Guest editorial: Kickbacks from deposition firms could trigger liability for lawyers, firms

By Stephen J. Walwyn

Booking a deposition with a licensed court reporter should not expose lawyers or law firms to possible tax problems. However, the way some court reporting firms entice businesses may entangle lawyers and law firms with the Internal Revenue Service as well as the Franchise Tax Board.

Most lawyers don’t realize that some court reporting providers vigorously market their services to the secretaries, legal assistants, and paralegals who frequently select which court reporting provider to use. Some court reporting providers regrettably go so far as to offer kickbacks to law firm employees in exchange for bookings. These kickbacks — often entirely unknown to lawyers or law firm managing partners — can be of significant value: cash and gift cards, spa treatments, tickets to major Broadway plays, bottles of expensive champagne, airline tickets, and free condominium stays and contests with valuable prizes.

While the court reporting providers style these valuables as “gifts,” both practically and as a matter of tax law they are not gifts but payments for services. As confirmed by a recent, thorough analysis by counsel at Hanson Bridgett, the law deems these valuables to be compensation paid to a lawyer’s or law firm’s employee in exchange for services provided: namely, giving the lawyer’s or law firm’s business, often exclusively, to one court reporting provider. 

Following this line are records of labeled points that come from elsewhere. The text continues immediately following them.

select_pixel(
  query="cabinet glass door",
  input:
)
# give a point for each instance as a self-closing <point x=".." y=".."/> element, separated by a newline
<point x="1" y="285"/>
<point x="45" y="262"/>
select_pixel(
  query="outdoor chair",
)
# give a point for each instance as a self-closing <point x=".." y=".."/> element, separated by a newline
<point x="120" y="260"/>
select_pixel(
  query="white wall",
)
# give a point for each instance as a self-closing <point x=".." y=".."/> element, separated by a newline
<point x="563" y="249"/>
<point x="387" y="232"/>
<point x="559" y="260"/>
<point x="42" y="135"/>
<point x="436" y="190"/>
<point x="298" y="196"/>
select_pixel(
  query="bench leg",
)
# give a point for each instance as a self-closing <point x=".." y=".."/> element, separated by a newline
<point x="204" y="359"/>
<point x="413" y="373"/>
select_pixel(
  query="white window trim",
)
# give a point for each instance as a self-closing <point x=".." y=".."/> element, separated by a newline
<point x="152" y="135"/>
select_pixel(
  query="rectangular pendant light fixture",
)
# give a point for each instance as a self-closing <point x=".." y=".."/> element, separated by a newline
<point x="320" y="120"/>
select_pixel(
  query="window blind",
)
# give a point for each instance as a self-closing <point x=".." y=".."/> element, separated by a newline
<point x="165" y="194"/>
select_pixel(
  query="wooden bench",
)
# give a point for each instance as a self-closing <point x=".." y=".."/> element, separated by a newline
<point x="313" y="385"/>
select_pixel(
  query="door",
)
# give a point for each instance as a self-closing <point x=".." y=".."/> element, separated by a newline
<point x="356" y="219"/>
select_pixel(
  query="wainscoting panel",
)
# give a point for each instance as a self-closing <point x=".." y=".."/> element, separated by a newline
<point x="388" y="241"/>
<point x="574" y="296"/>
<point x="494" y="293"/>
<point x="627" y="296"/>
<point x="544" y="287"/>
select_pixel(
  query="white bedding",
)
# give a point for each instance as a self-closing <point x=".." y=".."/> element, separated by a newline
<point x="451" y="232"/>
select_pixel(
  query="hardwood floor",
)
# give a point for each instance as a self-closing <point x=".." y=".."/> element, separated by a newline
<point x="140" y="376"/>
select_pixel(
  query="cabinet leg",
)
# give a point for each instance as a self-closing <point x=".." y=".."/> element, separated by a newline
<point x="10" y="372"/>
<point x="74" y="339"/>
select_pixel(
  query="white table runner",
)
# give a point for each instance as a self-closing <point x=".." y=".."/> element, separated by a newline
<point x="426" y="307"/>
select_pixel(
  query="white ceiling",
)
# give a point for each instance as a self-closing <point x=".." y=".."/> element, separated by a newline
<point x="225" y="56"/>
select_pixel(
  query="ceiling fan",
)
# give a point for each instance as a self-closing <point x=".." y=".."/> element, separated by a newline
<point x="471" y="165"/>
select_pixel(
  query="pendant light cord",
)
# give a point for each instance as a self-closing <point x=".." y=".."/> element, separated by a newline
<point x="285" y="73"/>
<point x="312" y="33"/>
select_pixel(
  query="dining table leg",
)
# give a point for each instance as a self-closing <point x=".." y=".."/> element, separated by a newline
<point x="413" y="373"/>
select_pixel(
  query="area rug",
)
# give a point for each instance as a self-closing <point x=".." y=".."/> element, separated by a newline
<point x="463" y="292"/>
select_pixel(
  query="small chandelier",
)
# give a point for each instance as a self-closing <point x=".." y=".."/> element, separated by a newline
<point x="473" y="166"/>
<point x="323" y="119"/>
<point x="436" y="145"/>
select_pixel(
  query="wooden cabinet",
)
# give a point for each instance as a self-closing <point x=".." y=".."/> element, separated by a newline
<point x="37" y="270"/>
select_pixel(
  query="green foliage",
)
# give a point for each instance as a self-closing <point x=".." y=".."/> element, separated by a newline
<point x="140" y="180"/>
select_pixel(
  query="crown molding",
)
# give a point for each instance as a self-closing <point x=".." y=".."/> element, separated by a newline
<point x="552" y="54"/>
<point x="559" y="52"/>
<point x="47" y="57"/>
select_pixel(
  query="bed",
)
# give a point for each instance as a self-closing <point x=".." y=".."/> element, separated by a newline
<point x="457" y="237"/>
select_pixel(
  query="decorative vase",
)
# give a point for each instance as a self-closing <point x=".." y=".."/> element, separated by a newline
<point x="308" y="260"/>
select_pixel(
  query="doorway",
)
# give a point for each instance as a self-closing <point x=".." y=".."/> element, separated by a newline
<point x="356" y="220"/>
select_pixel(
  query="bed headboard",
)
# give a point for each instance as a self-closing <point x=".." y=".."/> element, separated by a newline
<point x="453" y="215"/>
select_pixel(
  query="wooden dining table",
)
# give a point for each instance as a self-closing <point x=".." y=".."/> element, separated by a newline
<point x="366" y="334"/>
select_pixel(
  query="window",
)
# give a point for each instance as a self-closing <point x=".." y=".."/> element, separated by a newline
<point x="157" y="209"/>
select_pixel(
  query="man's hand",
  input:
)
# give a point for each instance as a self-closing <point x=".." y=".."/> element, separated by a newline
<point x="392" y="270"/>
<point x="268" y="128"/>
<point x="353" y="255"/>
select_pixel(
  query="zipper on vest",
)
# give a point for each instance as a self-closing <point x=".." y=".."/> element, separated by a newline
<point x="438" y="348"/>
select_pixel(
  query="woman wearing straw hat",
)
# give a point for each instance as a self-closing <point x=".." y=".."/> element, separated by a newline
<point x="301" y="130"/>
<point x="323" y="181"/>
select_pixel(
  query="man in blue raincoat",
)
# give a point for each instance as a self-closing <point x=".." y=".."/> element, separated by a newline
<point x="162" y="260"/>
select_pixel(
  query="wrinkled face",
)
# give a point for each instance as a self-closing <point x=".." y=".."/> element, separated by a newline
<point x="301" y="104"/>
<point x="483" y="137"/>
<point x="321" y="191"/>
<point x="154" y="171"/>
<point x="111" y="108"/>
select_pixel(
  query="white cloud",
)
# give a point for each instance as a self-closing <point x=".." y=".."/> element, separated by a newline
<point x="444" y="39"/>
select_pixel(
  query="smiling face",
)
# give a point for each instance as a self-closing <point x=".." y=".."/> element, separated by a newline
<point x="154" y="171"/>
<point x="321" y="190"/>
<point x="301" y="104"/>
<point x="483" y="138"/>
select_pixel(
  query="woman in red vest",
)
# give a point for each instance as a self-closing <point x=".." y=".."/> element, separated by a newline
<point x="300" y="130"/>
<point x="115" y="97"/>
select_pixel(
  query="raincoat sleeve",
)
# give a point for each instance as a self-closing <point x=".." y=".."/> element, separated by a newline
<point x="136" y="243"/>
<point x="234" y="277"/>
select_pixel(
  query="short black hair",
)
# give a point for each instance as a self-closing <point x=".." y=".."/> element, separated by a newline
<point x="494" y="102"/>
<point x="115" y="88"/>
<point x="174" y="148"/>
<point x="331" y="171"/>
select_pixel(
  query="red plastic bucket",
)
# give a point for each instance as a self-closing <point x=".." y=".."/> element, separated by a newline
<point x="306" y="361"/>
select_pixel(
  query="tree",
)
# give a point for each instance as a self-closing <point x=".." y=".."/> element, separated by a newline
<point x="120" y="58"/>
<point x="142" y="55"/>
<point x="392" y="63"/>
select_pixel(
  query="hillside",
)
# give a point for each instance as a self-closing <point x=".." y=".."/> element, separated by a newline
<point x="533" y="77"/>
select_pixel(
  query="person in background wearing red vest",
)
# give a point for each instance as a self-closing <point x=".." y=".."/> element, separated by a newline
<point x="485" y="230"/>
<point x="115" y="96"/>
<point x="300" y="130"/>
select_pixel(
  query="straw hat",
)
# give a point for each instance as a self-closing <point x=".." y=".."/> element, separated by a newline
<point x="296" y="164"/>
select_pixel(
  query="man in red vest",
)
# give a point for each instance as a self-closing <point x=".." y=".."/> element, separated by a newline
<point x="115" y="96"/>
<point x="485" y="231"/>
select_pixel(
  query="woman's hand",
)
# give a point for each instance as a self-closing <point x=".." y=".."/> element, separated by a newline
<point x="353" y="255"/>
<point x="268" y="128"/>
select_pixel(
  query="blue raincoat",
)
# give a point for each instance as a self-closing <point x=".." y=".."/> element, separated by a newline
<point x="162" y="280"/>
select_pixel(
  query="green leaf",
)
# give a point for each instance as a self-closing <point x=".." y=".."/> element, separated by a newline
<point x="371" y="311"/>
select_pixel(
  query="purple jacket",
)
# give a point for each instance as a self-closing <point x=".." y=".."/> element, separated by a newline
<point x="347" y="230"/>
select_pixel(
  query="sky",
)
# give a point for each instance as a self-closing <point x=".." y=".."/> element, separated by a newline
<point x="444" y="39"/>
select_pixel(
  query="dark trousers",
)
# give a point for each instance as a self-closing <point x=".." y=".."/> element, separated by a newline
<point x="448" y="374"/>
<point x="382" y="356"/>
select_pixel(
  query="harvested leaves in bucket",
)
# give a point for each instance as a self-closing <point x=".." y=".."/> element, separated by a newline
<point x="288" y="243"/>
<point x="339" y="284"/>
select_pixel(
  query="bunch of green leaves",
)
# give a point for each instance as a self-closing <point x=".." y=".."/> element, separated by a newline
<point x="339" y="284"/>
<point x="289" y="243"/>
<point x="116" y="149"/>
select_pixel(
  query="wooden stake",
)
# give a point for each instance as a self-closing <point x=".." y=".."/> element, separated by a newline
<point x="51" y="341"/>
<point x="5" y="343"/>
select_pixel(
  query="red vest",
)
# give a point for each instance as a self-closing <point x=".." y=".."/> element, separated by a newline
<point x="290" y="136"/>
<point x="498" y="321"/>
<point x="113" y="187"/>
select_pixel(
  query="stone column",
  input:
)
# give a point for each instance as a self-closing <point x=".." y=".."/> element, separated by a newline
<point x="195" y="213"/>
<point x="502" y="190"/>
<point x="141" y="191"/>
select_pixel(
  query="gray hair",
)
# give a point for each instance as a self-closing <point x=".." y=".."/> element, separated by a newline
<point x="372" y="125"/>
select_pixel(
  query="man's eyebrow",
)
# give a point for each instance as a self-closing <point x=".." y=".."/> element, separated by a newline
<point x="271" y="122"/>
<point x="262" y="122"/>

The valuables that raise tax issues are specifically offered as quid pro quos:  valuable items offered and delivered in exchange for the scheduling of reporting business. Further, even if the kickback is characterized as a prize, award or points, the Internal Revenue Code specifically includes amounts received as prizes and awards in gross income, unless the prize or award is transferred directly to a charity.

These kickbacks are legally and logically distinct from the promotional materials that vendors, including court reporting providers, routinely use generally to “get their name out.” 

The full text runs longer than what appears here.